Saya tiba-tiba mengingat momen ketika pertama kali menjadi ayah. Memang saat itu terpaksa saya harus melewatkan kelahiran anak saya secara langsung. Saya tidak bisa menemani istri saat melahirkan buah hati pertama kami. Kesepakatan kami berdua memang istri akan melahirkan di kampung halaman. Sebulan sebelum perkiraan kelahiran, saya antarkan istri untuk pulang ke kampung halaman. Sementara saya harus kembali ke perantauan untuk mencari nafkah. Tak disangka-sangka, kelahiran anak kami maju dua minggu dari perkiraan. Karena itulah pada akhirnya saya tidak bisa berada disamping istri saat dia melahirkan anak kami.Â
Pada sore hari ditanggal 2 Juni 2020, istri masuk rumah sakit. Saya diberi tahu bahwa bayi saya sepertinya sudah ingin keluar dari rahim ibunya. Saya sudah tidak tenang. Menghubungi handphone istri tidak bisa karena bagaimana mungkin sempat pegang handphone saat sedang kesakitan. Saya dirumah sendirian di tanah rantau hanya bisa berdoa agar kelahiran berjalan lancar. Ibu dan bayinya sehat. Sambil sesekali kontak dengan mertua.
Akhirnya setelah lama terus berdoa, pada tengah malam pukul 00.15 anugerah Tuhan itu datang. Putri mungil nan cantik kami hadir kedunia dalam keadaan sehat. Tak ada yang bisa melukiskan betapa bahagianya saya waktu itu. Setengah percaya bahwa saya sudah menjadi ayah. Saya meneteskan air mata. Saya bersyukur sejadi-jadinya kepada Tuhan Sang Empunya kehidupan. Oleh karena itu, sesungguhnya saya bertanya-tanya kepada ayah lain seperti Harvey yang memutuskan untuk tidak setia dan berselingkuh. Momen-momen seperti ini tidakkah anda mengingatnya?
Menjadi ayah adalah sebuah kesempatan. Anak adalah titipan Illahi. Kita dipercaya oleh Tuhan untuk merawat dan membesarkan makhluk Tuhan yang paling sempurna. Ini adalah kepercayaan yang agung. Tak ada tanggung jawab yang lebih besar dibanding dengan merawat serta membesarkan anak dengan penuh kasih sayang.

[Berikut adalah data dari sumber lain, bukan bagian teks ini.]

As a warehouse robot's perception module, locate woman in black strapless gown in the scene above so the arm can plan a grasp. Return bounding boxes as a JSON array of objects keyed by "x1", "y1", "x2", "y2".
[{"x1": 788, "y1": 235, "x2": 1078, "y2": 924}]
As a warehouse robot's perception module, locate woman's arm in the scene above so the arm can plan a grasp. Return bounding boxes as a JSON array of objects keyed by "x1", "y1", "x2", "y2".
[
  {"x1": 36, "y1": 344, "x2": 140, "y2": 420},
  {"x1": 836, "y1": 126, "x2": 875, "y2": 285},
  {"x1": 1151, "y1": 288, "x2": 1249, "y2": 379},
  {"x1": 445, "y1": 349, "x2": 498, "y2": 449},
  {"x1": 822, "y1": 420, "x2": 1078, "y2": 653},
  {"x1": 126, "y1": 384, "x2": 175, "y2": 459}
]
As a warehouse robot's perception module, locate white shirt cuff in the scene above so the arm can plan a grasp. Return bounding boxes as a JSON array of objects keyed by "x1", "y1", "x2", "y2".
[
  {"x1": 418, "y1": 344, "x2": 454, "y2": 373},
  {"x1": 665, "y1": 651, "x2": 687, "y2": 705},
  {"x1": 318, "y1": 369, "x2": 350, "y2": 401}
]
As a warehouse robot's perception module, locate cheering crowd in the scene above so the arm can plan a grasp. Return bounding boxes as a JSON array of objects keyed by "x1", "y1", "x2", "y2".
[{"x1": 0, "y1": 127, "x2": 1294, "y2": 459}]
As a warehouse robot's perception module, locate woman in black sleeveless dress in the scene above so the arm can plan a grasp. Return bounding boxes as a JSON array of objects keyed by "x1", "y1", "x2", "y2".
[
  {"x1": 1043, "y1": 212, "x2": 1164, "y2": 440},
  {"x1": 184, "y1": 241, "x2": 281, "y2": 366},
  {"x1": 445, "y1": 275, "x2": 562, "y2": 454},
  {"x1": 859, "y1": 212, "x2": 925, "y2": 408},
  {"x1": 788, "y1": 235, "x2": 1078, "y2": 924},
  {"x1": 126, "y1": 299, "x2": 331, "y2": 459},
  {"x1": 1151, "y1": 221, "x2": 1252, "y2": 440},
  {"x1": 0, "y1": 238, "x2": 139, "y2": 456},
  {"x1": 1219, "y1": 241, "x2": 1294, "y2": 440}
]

Lantas sesungguhnya bagaimanakah peran seorang ayah bagi anaknya?
Pertama, ayah adalah tulang punggung bagi keluarganya. Ia merupakan tempat berpijak bagi anak-anaknya. Ia bertugas membawa anaknya tumbuh dewasa dan memenuhi kebutuhannya.
Kedua, ayah adalah sumber kasih sayang. Sama seperti ibu, bahu ayah adalah tempat ternyaman bagi anak untuk bersandar. Anak-anak yang kekurangan kasih sayang seorang ayah tidak jarang menderita masalah psikologis ketika sudah dewasa apabila tidak segera diatasi.
Ketiga, ayah adalah harapan. Dalam hal apapun, mulai dari hal-hal kecil hingga hal-hal besar, anak menaruh harapan pada ayahnya.